Obviously by that principle, any sufficiently modular piece of code can be split into its own file, however small. If it's only a few hundred lines, or a couple of functions (honestly, the number of [well-formed?] functions may matter less to me than the line count) I'd be inclined against it, but I think I have a lower threshold for what seems reasonable to split up. Take HLSL copy propagation, for instance, which is only about 500 lines, but on the other hand spans a whole 20 functions; that feels to me like a large enough self-contained chunk of code that it's worth at least considering segregation.
I don't want to be insensitive to the concern, particularly since both Giovanni and you raised it, but I just don't get it?

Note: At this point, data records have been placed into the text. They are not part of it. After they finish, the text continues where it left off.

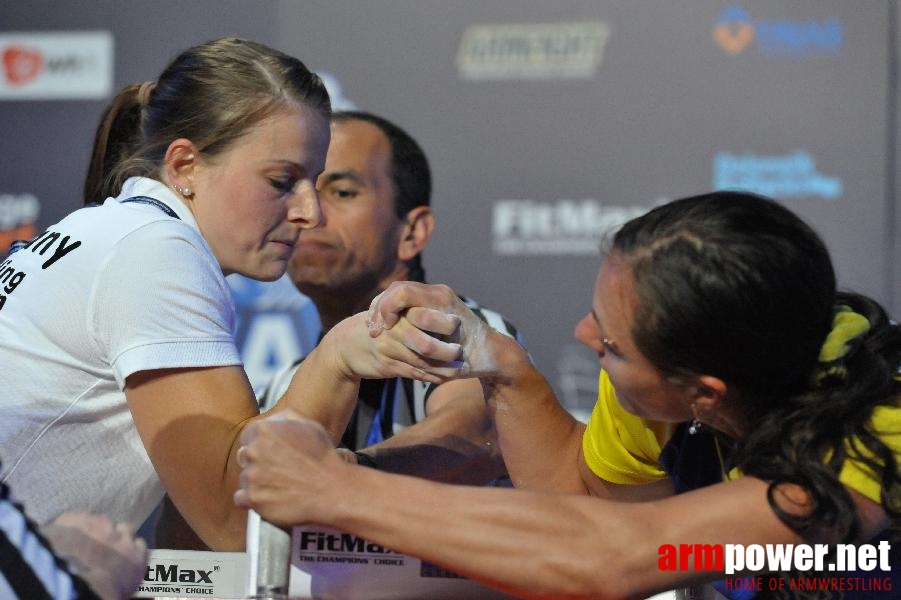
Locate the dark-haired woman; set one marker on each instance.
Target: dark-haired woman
(742, 401)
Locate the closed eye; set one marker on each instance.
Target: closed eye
(285, 186)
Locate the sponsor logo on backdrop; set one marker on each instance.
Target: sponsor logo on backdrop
(62, 65)
(564, 227)
(736, 32)
(784, 176)
(803, 564)
(18, 214)
(532, 51)
(276, 325)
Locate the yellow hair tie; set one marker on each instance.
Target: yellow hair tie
(848, 328)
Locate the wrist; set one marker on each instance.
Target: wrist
(366, 460)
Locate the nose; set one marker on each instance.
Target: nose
(588, 333)
(303, 206)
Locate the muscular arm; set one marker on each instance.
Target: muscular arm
(455, 443)
(531, 543)
(189, 419)
(527, 415)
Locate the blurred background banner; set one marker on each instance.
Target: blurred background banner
(546, 124)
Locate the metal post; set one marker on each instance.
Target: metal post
(269, 559)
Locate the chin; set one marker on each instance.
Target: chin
(269, 272)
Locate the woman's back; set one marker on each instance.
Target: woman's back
(107, 290)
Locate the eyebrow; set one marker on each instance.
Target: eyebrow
(604, 340)
(339, 175)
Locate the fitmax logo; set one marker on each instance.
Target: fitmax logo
(320, 541)
(735, 31)
(564, 227)
(174, 574)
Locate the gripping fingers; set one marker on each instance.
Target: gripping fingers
(434, 321)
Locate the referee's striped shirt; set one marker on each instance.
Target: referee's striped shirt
(29, 569)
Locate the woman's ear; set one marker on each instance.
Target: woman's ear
(708, 393)
(180, 163)
(417, 229)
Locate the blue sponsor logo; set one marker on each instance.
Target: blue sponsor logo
(735, 31)
(792, 175)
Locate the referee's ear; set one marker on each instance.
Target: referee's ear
(417, 229)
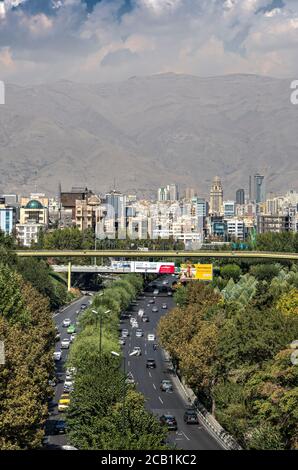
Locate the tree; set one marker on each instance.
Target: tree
(27, 329)
(230, 271)
(288, 303)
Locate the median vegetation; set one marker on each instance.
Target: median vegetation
(106, 413)
(231, 343)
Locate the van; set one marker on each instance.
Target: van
(63, 404)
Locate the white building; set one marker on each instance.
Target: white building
(27, 234)
(236, 229)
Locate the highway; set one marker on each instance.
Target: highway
(52, 440)
(156, 254)
(188, 437)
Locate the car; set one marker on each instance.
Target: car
(190, 416)
(166, 386)
(68, 388)
(129, 379)
(71, 329)
(68, 382)
(65, 343)
(72, 337)
(138, 350)
(150, 337)
(53, 382)
(63, 403)
(57, 355)
(60, 427)
(150, 364)
(71, 371)
(169, 421)
(68, 377)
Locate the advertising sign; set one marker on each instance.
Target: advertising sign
(150, 267)
(202, 272)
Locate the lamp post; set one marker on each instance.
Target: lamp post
(100, 326)
(114, 353)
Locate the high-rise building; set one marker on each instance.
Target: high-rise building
(229, 209)
(190, 193)
(116, 209)
(216, 197)
(240, 196)
(173, 192)
(162, 194)
(259, 188)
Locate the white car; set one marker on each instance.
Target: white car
(138, 351)
(71, 371)
(65, 343)
(68, 381)
(57, 355)
(151, 337)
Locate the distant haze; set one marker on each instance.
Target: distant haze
(150, 131)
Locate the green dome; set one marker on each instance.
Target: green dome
(34, 205)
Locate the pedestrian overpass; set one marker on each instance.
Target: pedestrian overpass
(153, 255)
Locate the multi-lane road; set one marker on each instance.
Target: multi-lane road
(188, 437)
(53, 440)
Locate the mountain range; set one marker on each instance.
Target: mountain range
(146, 132)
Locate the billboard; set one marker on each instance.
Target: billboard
(151, 267)
(202, 272)
(144, 267)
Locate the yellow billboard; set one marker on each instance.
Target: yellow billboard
(201, 272)
(204, 272)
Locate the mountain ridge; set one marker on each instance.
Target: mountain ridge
(147, 132)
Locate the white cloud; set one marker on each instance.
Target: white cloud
(205, 37)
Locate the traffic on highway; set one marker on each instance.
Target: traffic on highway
(147, 367)
(152, 372)
(66, 328)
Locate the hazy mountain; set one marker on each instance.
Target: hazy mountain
(145, 132)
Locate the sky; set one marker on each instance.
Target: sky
(111, 40)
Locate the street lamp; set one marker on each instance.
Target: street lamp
(100, 326)
(133, 353)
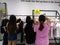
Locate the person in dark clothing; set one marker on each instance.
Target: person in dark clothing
(30, 35)
(3, 24)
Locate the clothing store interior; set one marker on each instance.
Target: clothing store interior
(37, 22)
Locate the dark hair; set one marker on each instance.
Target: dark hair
(18, 20)
(28, 19)
(12, 25)
(41, 20)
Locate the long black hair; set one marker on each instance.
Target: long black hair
(41, 20)
(12, 25)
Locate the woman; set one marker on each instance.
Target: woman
(30, 35)
(11, 29)
(42, 31)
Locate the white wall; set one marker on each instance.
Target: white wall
(24, 8)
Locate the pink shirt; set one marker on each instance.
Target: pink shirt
(42, 37)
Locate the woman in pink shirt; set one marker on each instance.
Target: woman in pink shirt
(42, 31)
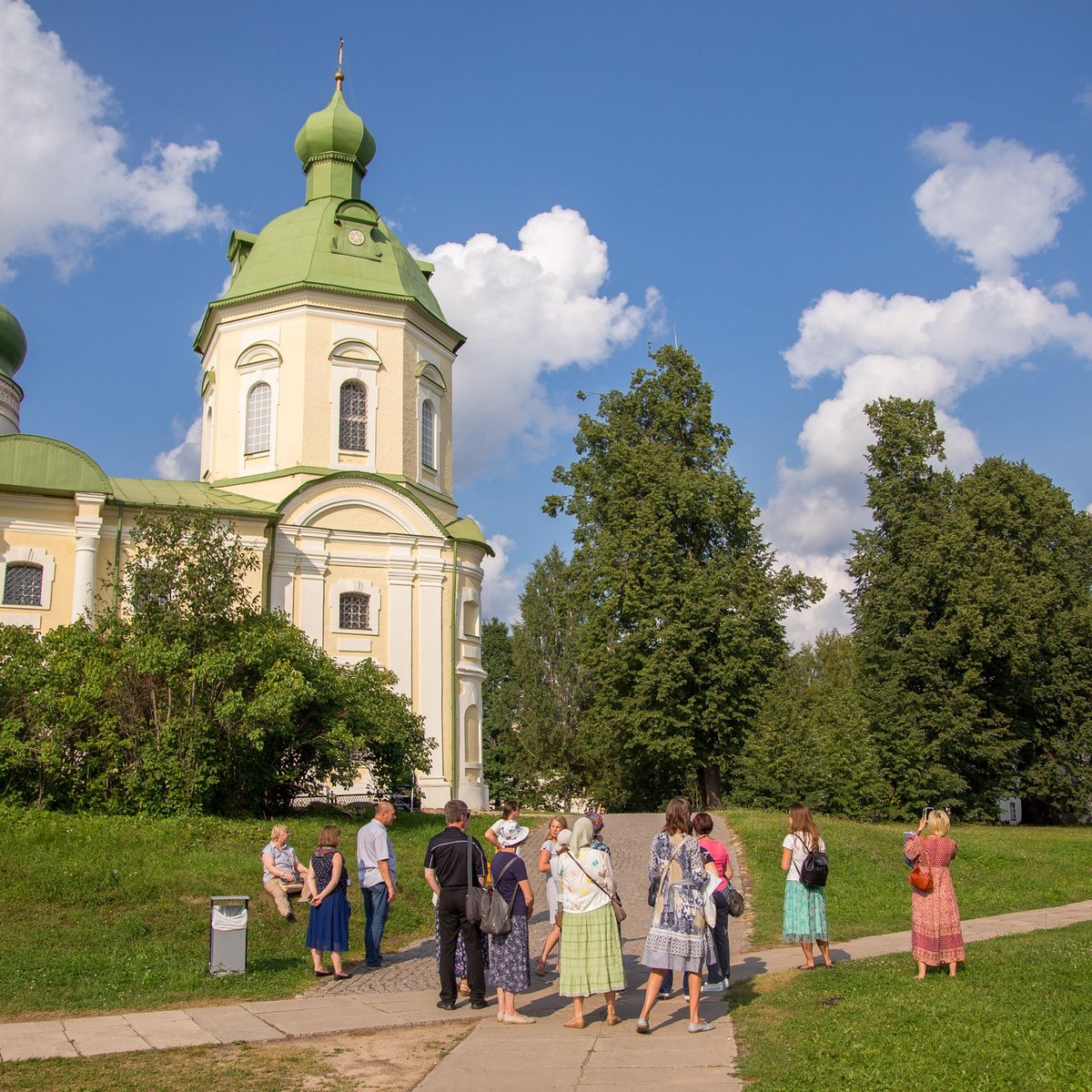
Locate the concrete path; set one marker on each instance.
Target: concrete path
(599, 1057)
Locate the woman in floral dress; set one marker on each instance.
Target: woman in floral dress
(936, 933)
(678, 937)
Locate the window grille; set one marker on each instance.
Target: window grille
(429, 436)
(259, 404)
(22, 585)
(353, 611)
(353, 435)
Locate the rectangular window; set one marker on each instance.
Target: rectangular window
(429, 435)
(22, 585)
(259, 405)
(353, 611)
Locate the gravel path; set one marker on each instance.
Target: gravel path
(629, 838)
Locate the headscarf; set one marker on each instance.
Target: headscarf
(581, 835)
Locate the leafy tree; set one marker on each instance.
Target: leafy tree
(971, 605)
(685, 605)
(197, 702)
(552, 745)
(812, 741)
(500, 700)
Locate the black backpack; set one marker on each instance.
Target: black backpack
(814, 867)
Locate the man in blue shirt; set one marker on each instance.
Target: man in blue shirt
(378, 873)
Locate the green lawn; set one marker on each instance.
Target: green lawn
(112, 913)
(999, 869)
(1015, 1020)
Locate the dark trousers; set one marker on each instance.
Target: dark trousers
(451, 915)
(723, 969)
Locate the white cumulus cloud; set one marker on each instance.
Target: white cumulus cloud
(183, 462)
(997, 202)
(65, 180)
(528, 311)
(502, 582)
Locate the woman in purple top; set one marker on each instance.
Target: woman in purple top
(509, 955)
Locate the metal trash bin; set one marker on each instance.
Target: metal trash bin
(228, 934)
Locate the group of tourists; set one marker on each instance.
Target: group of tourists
(936, 931)
(689, 887)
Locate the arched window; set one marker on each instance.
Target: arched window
(429, 435)
(353, 434)
(353, 611)
(22, 585)
(259, 404)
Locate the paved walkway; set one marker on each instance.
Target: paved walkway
(404, 992)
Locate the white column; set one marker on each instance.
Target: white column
(88, 527)
(399, 617)
(436, 787)
(282, 573)
(314, 560)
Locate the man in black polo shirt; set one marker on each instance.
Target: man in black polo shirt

Navigating within a file seems at least as easy as navigating between files, and files on the order of ~2k lines in case of d3dbc.c and ~5k lines in case of tpf.c don't seem particularly unusual in either vkd3d or Wine. (I had been thinking we might as well merge hlsl.c, hlsl_codegen.c and hlsl_constant_ops.c, but I guess not then...)

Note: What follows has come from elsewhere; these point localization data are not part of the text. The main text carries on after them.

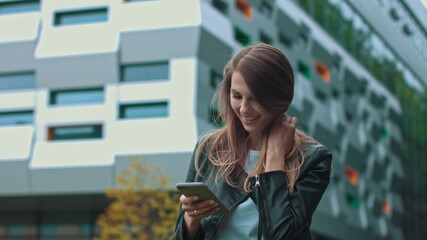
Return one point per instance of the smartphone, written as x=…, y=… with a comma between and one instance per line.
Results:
x=202, y=190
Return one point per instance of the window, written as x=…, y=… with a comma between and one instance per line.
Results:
x=17, y=81
x=13, y=7
x=215, y=118
x=284, y=39
x=216, y=78
x=69, y=97
x=245, y=8
x=81, y=17
x=145, y=72
x=323, y=71
x=352, y=175
x=352, y=201
x=266, y=9
x=144, y=110
x=16, y=118
x=221, y=5
x=241, y=37
x=264, y=38
x=75, y=132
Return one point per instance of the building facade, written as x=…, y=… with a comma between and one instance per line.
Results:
x=87, y=85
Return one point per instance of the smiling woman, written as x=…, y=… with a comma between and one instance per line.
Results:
x=269, y=174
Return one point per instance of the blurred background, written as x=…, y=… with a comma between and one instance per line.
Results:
x=87, y=84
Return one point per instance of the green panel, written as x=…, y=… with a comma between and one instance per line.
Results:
x=81, y=96
x=76, y=132
x=144, y=110
x=145, y=72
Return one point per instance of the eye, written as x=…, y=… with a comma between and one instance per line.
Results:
x=236, y=96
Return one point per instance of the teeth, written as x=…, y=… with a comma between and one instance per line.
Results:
x=249, y=119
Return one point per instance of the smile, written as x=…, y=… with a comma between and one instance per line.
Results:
x=249, y=118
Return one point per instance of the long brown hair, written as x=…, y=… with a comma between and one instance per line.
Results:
x=269, y=76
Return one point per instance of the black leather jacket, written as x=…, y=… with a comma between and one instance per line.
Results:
x=281, y=216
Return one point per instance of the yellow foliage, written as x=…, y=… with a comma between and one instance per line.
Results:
x=139, y=210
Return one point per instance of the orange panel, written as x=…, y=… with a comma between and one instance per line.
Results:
x=245, y=8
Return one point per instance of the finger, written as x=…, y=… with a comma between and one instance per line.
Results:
x=200, y=210
x=210, y=212
x=197, y=205
x=188, y=199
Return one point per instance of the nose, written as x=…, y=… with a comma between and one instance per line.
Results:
x=245, y=107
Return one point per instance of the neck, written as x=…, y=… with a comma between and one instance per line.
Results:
x=255, y=142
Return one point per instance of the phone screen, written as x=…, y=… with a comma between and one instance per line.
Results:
x=204, y=193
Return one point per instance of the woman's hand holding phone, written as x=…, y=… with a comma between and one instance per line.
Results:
x=194, y=211
x=280, y=142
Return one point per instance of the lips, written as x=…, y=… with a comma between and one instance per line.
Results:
x=249, y=119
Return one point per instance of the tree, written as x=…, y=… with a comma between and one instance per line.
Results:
x=140, y=209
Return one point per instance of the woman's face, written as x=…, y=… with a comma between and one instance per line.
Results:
x=253, y=116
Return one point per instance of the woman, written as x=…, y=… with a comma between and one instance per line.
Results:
x=269, y=174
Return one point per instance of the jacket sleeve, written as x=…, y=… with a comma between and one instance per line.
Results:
x=180, y=224
x=286, y=216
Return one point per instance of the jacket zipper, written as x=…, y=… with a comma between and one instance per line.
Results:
x=263, y=208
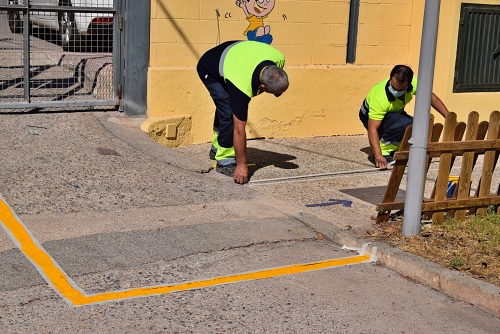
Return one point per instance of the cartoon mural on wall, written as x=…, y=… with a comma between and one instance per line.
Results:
x=256, y=11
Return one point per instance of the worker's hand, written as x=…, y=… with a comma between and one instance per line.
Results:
x=380, y=162
x=241, y=174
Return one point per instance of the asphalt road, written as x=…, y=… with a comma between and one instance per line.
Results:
x=117, y=211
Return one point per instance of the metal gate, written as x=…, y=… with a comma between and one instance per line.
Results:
x=60, y=53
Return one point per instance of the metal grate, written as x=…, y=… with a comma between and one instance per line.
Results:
x=477, y=67
x=57, y=53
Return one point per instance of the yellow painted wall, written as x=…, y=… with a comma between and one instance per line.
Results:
x=325, y=93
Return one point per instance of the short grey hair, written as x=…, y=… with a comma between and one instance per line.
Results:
x=274, y=78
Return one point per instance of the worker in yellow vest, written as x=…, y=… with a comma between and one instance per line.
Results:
x=233, y=73
x=383, y=115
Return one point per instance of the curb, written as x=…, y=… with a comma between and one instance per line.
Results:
x=453, y=283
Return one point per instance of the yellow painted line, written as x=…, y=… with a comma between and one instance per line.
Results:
x=59, y=280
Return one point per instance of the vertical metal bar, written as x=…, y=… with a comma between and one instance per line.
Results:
x=418, y=149
x=136, y=38
x=26, y=52
x=352, y=33
x=117, y=49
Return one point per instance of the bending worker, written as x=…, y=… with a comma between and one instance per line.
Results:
x=383, y=115
x=233, y=73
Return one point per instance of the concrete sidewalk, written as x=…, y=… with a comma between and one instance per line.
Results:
x=313, y=172
x=111, y=176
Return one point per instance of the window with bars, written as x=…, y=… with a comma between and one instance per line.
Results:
x=477, y=67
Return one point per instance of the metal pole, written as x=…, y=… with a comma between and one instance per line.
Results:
x=418, y=148
x=136, y=35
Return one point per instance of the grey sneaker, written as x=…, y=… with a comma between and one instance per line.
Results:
x=227, y=170
x=212, y=154
x=390, y=160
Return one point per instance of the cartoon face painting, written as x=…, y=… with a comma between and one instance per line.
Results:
x=259, y=8
x=256, y=11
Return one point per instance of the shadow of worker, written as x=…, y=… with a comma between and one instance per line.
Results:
x=258, y=158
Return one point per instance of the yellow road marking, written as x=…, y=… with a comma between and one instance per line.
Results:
x=60, y=282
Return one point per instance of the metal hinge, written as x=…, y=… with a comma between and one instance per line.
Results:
x=120, y=21
x=119, y=91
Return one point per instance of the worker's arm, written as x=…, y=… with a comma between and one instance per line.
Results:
x=374, y=140
x=437, y=104
x=240, y=149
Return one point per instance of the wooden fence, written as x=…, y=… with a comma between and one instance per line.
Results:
x=481, y=138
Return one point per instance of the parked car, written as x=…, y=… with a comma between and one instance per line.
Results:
x=70, y=26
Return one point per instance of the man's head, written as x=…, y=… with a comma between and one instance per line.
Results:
x=274, y=80
x=401, y=77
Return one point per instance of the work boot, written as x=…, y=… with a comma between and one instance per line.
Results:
x=212, y=153
x=227, y=170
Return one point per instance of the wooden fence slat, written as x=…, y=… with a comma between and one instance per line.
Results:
x=450, y=125
x=489, y=160
x=467, y=164
x=450, y=147
x=459, y=132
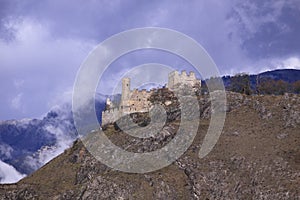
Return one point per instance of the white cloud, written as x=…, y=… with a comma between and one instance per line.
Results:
x=8, y=174
x=16, y=101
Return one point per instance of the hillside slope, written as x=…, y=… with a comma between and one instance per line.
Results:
x=256, y=157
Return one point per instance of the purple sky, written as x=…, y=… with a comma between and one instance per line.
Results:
x=42, y=43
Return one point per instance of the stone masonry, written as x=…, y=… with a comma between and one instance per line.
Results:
x=138, y=100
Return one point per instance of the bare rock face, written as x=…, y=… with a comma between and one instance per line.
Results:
x=256, y=157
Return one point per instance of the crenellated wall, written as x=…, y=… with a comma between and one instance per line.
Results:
x=176, y=79
x=137, y=100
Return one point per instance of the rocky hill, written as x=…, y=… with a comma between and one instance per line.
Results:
x=256, y=157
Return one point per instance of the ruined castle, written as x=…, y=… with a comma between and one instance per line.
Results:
x=138, y=100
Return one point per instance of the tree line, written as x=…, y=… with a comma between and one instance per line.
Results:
x=246, y=84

In any case, while it's perhaps not quite true at the moment, parsing and serialising the different bytecode formats should be closely related and use the same constants, structures, and so on. There's currently some HLSL-specific code intermixed that would more properly belong in hlsl.c/hlsl_codegen.c, but we can deal with that once we get to it.
...Possibly. I would have appreciated a bit more discussion on this first. I had been vaguely thinking of moving more code *to* the backend files, so now I need to stop and re-plan.
And while I think we'd always been talking about using the same structures in hlsl_smX, I kind of thought that we would perform that conversion before moving things around. That would have let things be done more gradually, and avoided some unpleasant rebases.
Anyway, generally this ties into the question I brought up in [1]. I brought up a relatively complete summary of our options with the IR there, but it doesn't seem to have garnered any discussion. At best we seem to have committed to a "maximally CISC" instruction set with Conor's normalization patches, so that rules out option (2).
Well, yeah, the impression I came away with from that conversation was that there were no particularly strong preferences, and not much of a general consensus either; few people seem to care. I don't think we've ruled out any of the options presented there at this point. As noted there, (1) is essentially the current state, but we could certainly move away from that towards one of the other options.
And ultimately I think the distinction between the options is a bit artificial to begin with; it ends up largely being a matter of doing particular transformation passes on either the frontend IR, the intermediate IR, or the backend IR. That's not a decision we need to make upfront for every conceivable transformation, and we can change our minds if a particular choice doesn't quite work out. In the case of Conor's tessellation shader work, the consideration is simply that these transformations are more practical to do on the vkd3d_shader_instruction level than on the SPIR-V level, and while doing them on the TPF level would also be plausible, that would require doing a bunch of disassembler work first.